When partition boundaries are important,
execute_stream_partitioned()
returns an iterable of datafusion.RecordBatchStream objects, one per
partition:
for stream in df.execute_stream_partitioned():
for batch in stream:
... # each stream yields RecordBatches
To process partitions concurrently, first collect the streams into a list
and then poll each one in a separate asyncio task:
import asyncio
async def consume(stream):
async for batch in stream:
...
streams = list(df.execute_stream_partitioned())
await asyncio.gather(*(consume(s) for s in streams))

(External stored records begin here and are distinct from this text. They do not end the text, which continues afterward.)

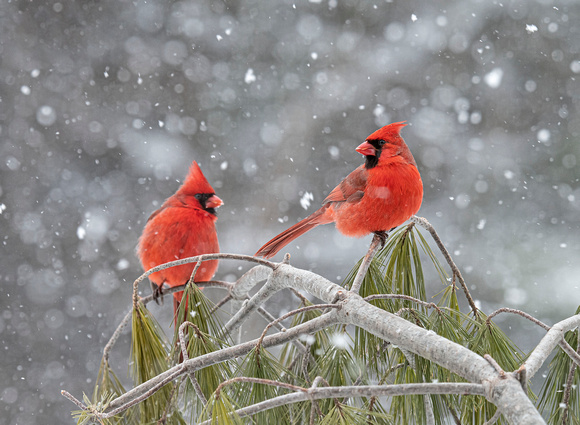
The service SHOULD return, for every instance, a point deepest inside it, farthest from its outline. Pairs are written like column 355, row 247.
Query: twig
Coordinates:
column 271, row 287
column 568, row 389
column 494, row 418
column 185, row 355
column 555, row 336
column 496, row 366
column 292, row 313
column 427, row 226
column 362, row 270
column 219, row 304
column 315, row 407
column 113, row 340
column 199, row 258
column 79, row 404
column 257, row 381
column 142, row 391
column 518, row 312
column 402, row 297
column 574, row 355
column 430, row 415
column 460, row 388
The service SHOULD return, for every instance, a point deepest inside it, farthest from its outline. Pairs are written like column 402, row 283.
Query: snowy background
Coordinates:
column 104, row 104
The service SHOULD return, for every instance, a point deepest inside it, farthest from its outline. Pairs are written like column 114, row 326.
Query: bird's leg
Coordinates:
column 157, row 293
column 382, row 235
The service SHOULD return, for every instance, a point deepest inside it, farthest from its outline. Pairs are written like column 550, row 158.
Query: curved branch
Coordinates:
column 427, row 226
column 555, row 336
column 318, row 393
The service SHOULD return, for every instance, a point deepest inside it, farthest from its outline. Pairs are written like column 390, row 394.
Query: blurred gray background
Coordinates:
column 104, row 104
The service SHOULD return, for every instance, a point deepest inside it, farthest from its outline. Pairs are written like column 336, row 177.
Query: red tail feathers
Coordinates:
column 272, row 247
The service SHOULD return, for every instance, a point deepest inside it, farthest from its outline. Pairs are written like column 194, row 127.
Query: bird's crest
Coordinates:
column 388, row 132
column 195, row 182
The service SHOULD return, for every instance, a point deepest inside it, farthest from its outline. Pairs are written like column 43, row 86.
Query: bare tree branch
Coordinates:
column 318, row 393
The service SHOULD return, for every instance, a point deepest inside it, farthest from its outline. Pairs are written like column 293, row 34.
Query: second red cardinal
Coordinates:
column 378, row 196
column 183, row 227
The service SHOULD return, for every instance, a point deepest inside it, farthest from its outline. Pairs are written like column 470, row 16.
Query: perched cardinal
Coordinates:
column 378, row 196
column 183, row 227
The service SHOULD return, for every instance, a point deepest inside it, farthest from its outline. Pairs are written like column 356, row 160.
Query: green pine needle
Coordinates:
column 555, row 385
column 149, row 351
column 262, row 365
column 342, row 414
column 108, row 385
column 209, row 377
column 196, row 307
column 222, row 411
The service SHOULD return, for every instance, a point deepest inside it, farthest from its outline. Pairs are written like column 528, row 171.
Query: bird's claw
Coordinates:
column 157, row 293
column 382, row 235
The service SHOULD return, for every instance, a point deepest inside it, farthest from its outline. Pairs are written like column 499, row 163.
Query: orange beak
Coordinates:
column 366, row 149
column 213, row 202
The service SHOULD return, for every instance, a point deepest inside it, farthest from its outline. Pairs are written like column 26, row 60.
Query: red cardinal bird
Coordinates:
column 183, row 227
column 378, row 196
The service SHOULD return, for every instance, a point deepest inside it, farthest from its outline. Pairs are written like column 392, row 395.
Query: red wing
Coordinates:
column 351, row 189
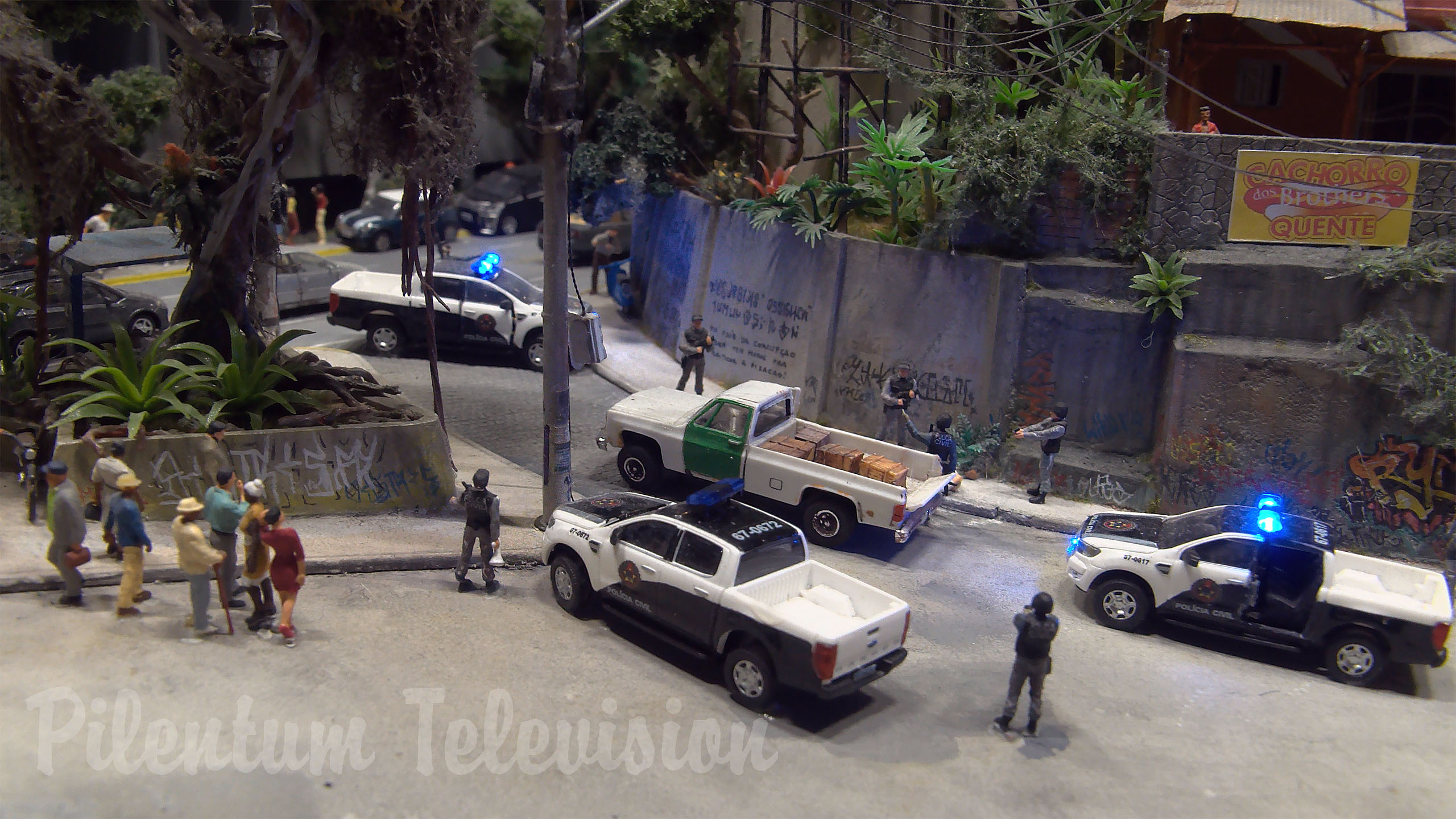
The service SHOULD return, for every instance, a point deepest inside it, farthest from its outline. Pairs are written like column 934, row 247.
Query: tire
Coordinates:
column 570, row 586
column 1122, row 605
column 1355, row 657
column 535, row 350
column 750, row 680
column 385, row 337
column 640, row 467
column 829, row 522
column 143, row 324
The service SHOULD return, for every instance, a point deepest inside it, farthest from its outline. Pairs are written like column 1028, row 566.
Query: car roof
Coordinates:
column 734, row 522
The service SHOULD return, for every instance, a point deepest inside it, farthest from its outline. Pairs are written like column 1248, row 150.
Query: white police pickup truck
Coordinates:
column 479, row 304
column 1265, row 576
column 664, row 431
column 724, row 581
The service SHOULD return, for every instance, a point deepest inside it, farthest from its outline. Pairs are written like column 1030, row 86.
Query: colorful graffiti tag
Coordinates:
column 1403, row 484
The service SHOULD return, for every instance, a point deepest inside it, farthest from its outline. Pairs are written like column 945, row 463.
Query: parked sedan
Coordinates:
column 504, row 201
column 102, row 305
column 378, row 225
column 305, row 280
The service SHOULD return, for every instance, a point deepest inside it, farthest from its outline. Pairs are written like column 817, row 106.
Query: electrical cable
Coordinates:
column 1064, row 91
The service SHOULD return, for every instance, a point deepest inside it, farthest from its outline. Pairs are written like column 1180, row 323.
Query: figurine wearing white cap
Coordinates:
column 255, row 559
column 101, row 222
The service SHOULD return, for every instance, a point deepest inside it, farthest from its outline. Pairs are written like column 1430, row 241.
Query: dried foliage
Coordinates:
column 1397, row 358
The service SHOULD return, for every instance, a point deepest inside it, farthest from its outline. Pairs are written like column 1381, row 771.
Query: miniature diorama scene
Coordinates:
column 832, row 407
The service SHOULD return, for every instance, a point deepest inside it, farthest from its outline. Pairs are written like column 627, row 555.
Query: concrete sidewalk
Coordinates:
column 334, row 544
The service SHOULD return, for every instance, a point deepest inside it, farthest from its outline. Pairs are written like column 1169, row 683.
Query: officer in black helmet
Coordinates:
column 1049, row 432
column 1036, row 630
column 482, row 522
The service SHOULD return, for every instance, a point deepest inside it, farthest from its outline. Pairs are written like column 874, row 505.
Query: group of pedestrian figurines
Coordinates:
column 273, row 554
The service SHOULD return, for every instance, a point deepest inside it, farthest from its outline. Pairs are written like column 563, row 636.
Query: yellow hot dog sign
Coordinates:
column 1322, row 198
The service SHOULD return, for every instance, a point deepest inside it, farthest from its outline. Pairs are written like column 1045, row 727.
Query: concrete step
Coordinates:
column 1083, row 474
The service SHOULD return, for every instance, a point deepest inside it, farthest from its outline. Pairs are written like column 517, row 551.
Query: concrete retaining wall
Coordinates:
column 1193, row 185
column 360, row 468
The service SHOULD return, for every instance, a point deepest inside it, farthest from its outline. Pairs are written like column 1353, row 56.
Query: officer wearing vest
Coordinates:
column 482, row 524
column 1036, row 630
column 1049, row 432
column 900, row 390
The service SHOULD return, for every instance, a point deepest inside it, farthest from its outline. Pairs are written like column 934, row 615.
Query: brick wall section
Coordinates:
column 1193, row 185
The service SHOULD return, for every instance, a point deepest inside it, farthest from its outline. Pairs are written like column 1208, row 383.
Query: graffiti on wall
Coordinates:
column 1036, row 391
column 755, row 331
column 861, row 379
column 297, row 473
column 1403, row 484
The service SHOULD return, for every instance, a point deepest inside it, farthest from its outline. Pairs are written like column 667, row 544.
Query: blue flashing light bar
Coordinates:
column 1269, row 521
column 487, row 266
column 715, row 494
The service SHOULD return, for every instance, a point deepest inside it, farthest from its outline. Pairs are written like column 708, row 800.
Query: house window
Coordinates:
column 1260, row 84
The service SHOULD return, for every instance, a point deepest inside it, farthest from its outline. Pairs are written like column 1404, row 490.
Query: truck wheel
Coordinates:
column 1122, row 605
column 568, row 584
column 1356, row 657
column 385, row 337
column 829, row 522
column 749, row 677
column 640, row 467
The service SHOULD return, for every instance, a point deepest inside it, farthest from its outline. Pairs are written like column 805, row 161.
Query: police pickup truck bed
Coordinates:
column 1261, row 574
column 724, row 581
column 663, row 431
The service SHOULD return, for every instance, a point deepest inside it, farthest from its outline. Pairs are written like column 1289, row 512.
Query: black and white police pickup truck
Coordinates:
column 724, row 581
column 479, row 305
column 1267, row 576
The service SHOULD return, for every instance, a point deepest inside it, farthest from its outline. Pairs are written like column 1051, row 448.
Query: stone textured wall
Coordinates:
column 360, row 468
column 1193, row 185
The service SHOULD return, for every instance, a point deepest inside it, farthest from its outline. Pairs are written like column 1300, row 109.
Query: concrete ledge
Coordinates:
column 386, row 467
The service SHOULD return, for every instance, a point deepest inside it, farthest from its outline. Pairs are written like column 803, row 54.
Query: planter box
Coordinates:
column 359, row 468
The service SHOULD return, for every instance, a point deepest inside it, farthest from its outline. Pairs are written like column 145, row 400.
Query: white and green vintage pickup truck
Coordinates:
column 663, row 431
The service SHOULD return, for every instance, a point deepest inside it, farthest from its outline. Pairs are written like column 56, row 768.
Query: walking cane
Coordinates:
column 222, row 595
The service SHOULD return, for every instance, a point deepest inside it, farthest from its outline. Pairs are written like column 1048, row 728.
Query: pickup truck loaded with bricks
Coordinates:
column 838, row 480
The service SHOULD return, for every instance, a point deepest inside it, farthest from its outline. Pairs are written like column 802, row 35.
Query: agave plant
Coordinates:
column 248, row 385
column 127, row 387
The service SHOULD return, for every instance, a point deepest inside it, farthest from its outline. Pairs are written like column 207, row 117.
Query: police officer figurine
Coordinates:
column 695, row 343
column 1036, row 630
column 1049, row 432
column 482, row 522
column 896, row 397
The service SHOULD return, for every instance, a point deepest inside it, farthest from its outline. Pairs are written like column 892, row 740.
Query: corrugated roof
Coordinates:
column 1421, row 44
column 1371, row 15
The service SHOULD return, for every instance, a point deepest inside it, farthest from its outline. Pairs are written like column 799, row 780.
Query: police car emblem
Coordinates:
column 1206, row 591
column 630, row 574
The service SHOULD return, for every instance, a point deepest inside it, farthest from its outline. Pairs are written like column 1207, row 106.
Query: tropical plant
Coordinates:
column 137, row 390
column 900, row 174
column 772, row 180
column 248, row 384
column 15, row 361
column 1167, row 286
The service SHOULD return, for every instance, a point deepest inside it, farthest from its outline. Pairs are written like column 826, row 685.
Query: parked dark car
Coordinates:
column 581, row 235
column 305, row 280
column 102, row 305
column 378, row 226
column 504, row 201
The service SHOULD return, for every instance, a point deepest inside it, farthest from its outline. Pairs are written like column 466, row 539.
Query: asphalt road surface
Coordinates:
column 1167, row 723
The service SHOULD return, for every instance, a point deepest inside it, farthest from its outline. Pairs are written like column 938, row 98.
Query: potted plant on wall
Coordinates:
column 1167, row 289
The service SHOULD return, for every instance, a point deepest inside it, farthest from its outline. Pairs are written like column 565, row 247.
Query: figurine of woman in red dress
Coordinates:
column 287, row 569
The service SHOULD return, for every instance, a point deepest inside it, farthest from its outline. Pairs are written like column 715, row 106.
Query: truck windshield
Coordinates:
column 769, row 559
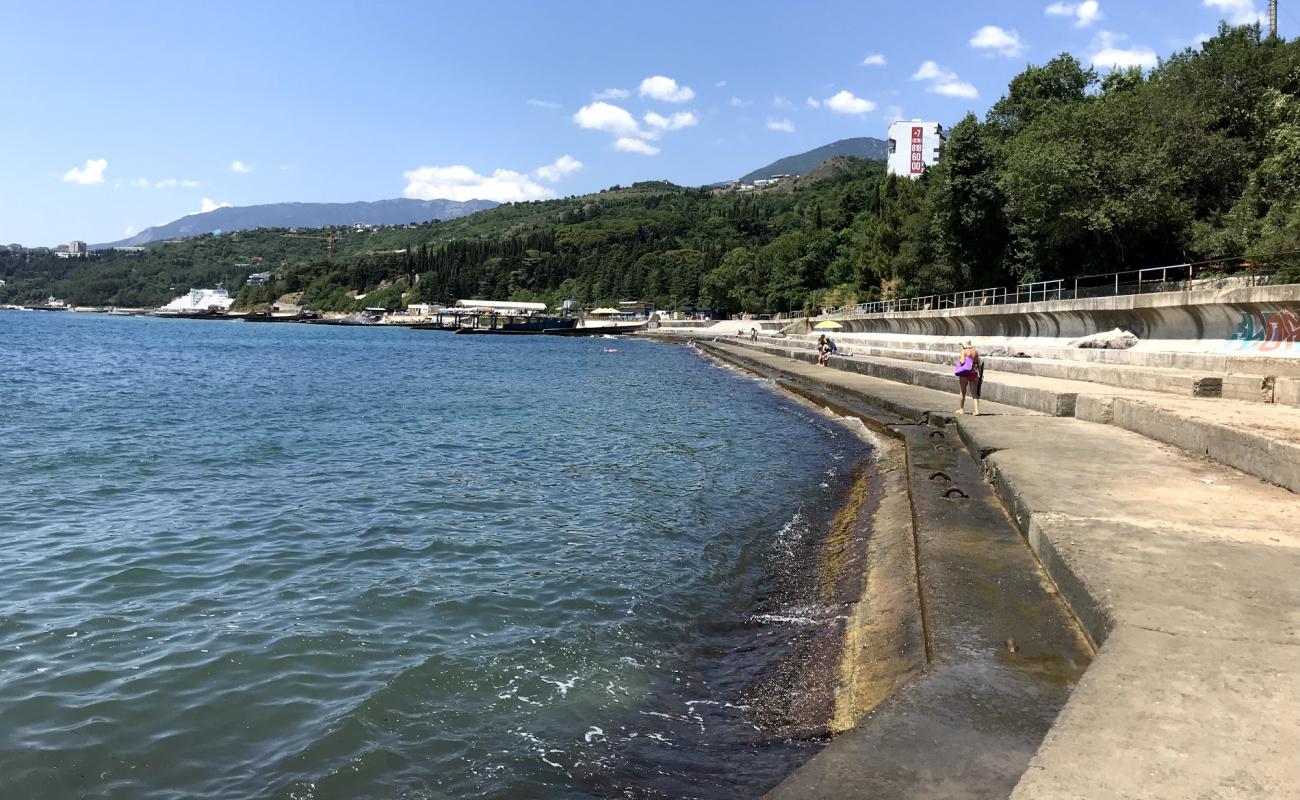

See Arrow for additional details on the Arrow interface.
HTML Rendering¶
When working in Jupyter notebooks or other environments that support HTML rendering, DataFrames will automatically display as formatted HTML tables. For detailed information about customizing HTML rendering, formatting options, and advanced styling, see HTML Rendering in Jupyter.
Core Classes¶
- DataFrame
The main DataFrame class for building and executing queries.
See:
datafusion.DataFrame- SessionContext
The primary entry point for creating DataFrames from various data sources.
Key methods for DataFrame creation:
read_csv()- Read CSV filesread_parquet()- Read Parquet filesread_json()- Read JSON filesread_avro()- Read Avro filestable()- Access registered tablessql()- Execute SQL queriesfrom_pandas()- Create from Pandas DataFramefrom_arrow()- Create from Arrow data
See:
datafusion.SessionContext
Expression Classes¶
- Expr
Represents expressions that can be used in DataFrame operations.
See:
datafusion.Expr
Functions for creating expressions:
datafusion.column()- Reference a column by namedatafusion.literal()- Create a literal value expression
Built-in Functions¶
DataFusion provides many built-in functions for data manipulation:
datafusion.functions- Mathematical, string, date/time, and aggregation functions
For a complete list of available functions, see the datafusion.functions module documentation.